C’est seulement la troisième fois que Didier Ithursarry se produit en solo lorsque sa main gauche entame son lancinant va et vient, cette danse unique avec son accordéon. Pour l’avant dernier concert à l’IF, on rencontre donc un instrument toujours rare dans le jazz, que l’accordéoniste va promener sur les mêmes chemins sinueux que ceux vers lesquels sa musique nous pousse irrémédiablement. La puissance de l’instrument est ce matin mise au service d’improvisations apaisées et apaisantes, loin des rythmes effrénés qu’il peut offrir. Une douce mise en bouche et une jolie promesse pour le duo Ithursarry-Pasquier qui clôturera les concerts rue Charles Gide.

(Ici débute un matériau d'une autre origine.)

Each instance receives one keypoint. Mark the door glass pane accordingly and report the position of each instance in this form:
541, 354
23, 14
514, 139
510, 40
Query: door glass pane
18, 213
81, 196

Uriel, Ouriel, Auriel, peu importe. Rarement un homme aura aussi bien porté son prénom. Quelle que soit l’orthographe, la fonction est la même. Apporter la lumière, éclairer. Au Théâtre de l’Union, Uriel Herman va plus loin. Il illumine, il éblouit sans attendre avec Winter Light, qui marque le début d’un set jouissif, bouleversant de bout en bout. Il existe quelques musiciens capables de créer l’évidence. Quelques musiciens dont on se dit qu’à chaque geste, à chaque note, à chaque instant, le choix effectué n’était pas seulement brillant, il était le seul envisageable pour faire naître cette inénarrable beauté. Une évidence. Ce soir, le quartet d’Uriel Herman a défoncé la gigantesque porte derrière laquelle se trouve Brian Blade et ses frères et sœurs de l’évidence. Le simple enchaînement des morceaux est un véritable bijou d’orfèvrerie, une visite guidée d’un univers ineffable dans lequel les quatre archanges se meuvent avec une simplicité désarmante.

White Night, le troisième morceau de la setlist, semble prémonitoire quant à la suite probable d’un tel moment. Le pianiste israélien nous invite à fermer les yeux, à accepter de revivre la transe chamanique qu’il a vécue le temps d’un morceau qui, après un décollage en douceur au son de la flûte d’Uriel Weinberger, accélère. Jusqu’où, on ne veut pas le savoir. Il ne faudrait pas qu’il y ait de fin à cette ascension orgasmique. Et quelques instants plus tard, l’évidence nous rattrape. Herman prend son solo, ses doigts leur envol, et adoucit le rythme, nous ramène si près de la réalité. Et au moment où l’on croit l’effleurer, l’ascension reprend de plus belle, sans jamais que l’on ait peur du vide, que l’on craigne une chute. Après tout, les archanges ont des ailes. Déjà, après ce morceau, on se demande comment continuer, où vont ils encore pouvoir nous emmener. Et une fois de plus, le choix du morceau suivant est une évidence.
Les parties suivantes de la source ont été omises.